Nunca he viajado fuera de mi país, la verdad es que por
ahora no me siento interesado en viajar al extranjero en la medida en que no
conozco casi NADA de este bello territorio llamado Colombia. Hace poco partí de
mi ciudad natal por cuestiones académicas y llegué a una ciudad que en
comparación a la mía es inmensa, Medellín. Una ciudad conocida por la droga,
las prostitutas y el terrorismo recibía a un joven, inexperto, sediento de
conocimiento y progreso; me moría por comprobar lo que decían de este pueblo,
como le llaman los "rolos".
Ya han pasado unos meses en los que se puede decir que he
caminado la ciudad, he asistido a eventos donde concurren todo tipo de personas
y me he dejado contar lo que Medellín tiene por contarle a todos y cada uno de
los turistas.
Centrándome un poco en la cartografía del territorio Medellín
parece, literalmente, una cuna; es como un manto que arropa el gran Valle de
Aburrá. Tuve la oportunidad de apreciar la extensión y la imponencia de la
ciudad desde la línea K del metrocable de la ciudad que atraviesa las comunas 1
y 2 y sube hasta conectar con la línea L que conduce al Parque Regional
Ecoturístico Arví, bellísimo por cierto. Al contemplar
la cantidad de casas, edificios y carreteras fue inevitable pensar en cómo se vería
de noche así, que en cuanto la universidad me lo permitiera tomaría una cámara e
iría a un mirador a admirar esta obra de arte.

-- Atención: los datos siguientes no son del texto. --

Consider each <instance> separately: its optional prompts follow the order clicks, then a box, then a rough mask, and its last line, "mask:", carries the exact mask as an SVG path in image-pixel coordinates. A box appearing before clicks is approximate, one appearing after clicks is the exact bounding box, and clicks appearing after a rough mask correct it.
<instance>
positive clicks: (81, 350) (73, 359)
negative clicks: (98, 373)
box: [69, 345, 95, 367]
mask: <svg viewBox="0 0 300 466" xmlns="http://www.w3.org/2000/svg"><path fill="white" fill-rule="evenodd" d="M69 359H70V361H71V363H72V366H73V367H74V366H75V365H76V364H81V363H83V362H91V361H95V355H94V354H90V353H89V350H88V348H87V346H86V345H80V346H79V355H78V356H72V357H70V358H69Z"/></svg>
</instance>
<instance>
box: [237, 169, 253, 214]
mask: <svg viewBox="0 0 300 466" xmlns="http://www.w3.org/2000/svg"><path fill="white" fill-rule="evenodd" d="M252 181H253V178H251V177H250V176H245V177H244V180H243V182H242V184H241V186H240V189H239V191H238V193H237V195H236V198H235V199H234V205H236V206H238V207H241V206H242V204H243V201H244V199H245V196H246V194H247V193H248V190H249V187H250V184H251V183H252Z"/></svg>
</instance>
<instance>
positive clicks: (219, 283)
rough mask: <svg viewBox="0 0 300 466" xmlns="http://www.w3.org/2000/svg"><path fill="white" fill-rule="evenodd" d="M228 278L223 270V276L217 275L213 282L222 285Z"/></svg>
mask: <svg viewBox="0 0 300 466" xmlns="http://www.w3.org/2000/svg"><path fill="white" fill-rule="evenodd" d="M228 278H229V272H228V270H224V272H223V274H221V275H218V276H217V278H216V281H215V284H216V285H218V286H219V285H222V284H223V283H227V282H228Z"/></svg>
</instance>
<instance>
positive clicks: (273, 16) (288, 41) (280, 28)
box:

Como vivo solo y tengo el presupuesto
ajustado no tuve otra elección distinta al cerro Nutibara que, a pesar de no
ofrecer una vista distante y panorámica, me daba lo que pedía, la ciudad desde
arriba.
Invite a unos amigos para no sentirme tan
solo. A eso de las 8 de la noche llegamos y fue algo “agüesome”. La posición en
la que me encontraba me transportaba a un videouego en el que podía controlar
todo lo que allí sucedía, a la vez que me sentía intimidado porque a pesar de
que lo intentaba no era capaz, ni de cerca, abarcar con un solo barrido de mis
ojos la ciudad por completo cosa que en Villavicencio la tierra de la que vengo
si pasa.
Cuando atenué un poco el asombro me fijé
en el tipo de luz propio de cada barrio y me di cuenta de algo muy curioso; en
las zonas populares de la ciudad predominaba la bombilla cálida mientras que en
los altos edificios del Poblado las luces blancas se tomaban por completo el
paisaje. Medellín se presentó ante mi como la
ciudad de las luces, no tanto por su producción intelectual sino por la belleza
y la perfeccion en la distribución de los focos, cuanto menos cautivador.